To solve the J value, there are two conditions: A and O. The conditions are X/2
at point A, J is equal to the side length of the AC except the side length of the Diamond Block, AC = Ah + HC, hc = Hi = AJ, AJ can be obtained through the I value. Ah = √ 5 -x 2 , AJ = side length of the Diamond Block-(side length of the AB-Diamond Block × I) =
√ 5-H2-[√ 5-X2+√ 5-2(Y-X/2)] +√ 5-Hi2,
This is the result of J = (x/2-y)/H + I + 1.

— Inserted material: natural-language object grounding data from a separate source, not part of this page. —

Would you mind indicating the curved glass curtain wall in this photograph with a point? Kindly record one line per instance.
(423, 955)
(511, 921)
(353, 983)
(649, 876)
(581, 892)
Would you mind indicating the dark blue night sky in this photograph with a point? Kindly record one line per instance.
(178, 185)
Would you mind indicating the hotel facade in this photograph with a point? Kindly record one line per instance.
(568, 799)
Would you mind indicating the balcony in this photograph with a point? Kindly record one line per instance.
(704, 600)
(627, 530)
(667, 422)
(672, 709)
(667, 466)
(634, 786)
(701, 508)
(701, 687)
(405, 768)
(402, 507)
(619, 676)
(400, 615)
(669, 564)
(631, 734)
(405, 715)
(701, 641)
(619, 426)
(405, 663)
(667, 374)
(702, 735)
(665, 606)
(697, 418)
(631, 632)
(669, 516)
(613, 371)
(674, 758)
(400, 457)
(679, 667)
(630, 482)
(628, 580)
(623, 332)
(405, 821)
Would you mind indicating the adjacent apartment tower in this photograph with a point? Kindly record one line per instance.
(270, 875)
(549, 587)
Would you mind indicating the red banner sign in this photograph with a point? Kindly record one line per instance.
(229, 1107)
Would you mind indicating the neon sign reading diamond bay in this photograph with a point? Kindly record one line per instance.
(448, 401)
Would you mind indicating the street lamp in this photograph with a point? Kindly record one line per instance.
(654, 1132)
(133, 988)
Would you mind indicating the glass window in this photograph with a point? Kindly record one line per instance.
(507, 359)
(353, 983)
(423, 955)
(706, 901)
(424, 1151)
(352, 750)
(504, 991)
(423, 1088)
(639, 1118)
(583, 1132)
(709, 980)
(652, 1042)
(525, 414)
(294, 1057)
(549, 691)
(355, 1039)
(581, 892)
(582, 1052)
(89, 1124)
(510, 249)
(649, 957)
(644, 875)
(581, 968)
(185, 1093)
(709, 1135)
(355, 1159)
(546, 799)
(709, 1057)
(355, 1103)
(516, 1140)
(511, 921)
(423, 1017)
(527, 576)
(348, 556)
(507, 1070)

At O point, the same as above, the difference is that PQ, PQ = OS, and the final calculation result is J = (2 H + x/2-y)/h-I.
Conclusion:
I = (Y + X/2)/h
J = (x/2-y)/H + I + 1 when X/2 J = (2 H + x/2-y)/h-I when X/2> = H-H
- Map coordinate conversion to display coordinates
At this time, you need to convert (6, 7) to the pixel value from the Z point to the left and top edges of the map. Here, you can directly use the display coordinate to convert the X and Y to the binary equations in the map coordinates, the same score conditions:
When I
X = HJ-H
Y = H (2i-j + 1)/2
When I> = H/h:
X = H (2I + J)-2 h
Y = H-HJ/2
The above formula is directly obtained. When we put it in the calculation, the X value is correct, but the Y value is always greater than the real value H/2. In this case, we need to consider the corresponding relationship. The point in the map coordinate system, such as (6, 7), actually corresponds to the point in the display coordinate system instead of the Z point, it is the point at H/2 below Z. Turn your head to the left and you can see that in the map coordinate, the upper left corner of the point (6, 7) (the upper left corner is the coordinate point) is to display the Z point below the h/2 position in the coordinate, so after correction, get the conversion formula:
When I
X = HJ-H
Y = H (2i-j)/2
When I> = H/h:
X = H (2I + J)-2 h
Y = h-h (J + 1)/2
Mathematics is very interesting. I thought these formulas would be related to the angle of map skew, but after calculation, the value of root number 5 does not exist. However, this is not entirely true, because the aspect ratio of the Diamond Block is exactly 1 to 2, the formula is much simpler at last.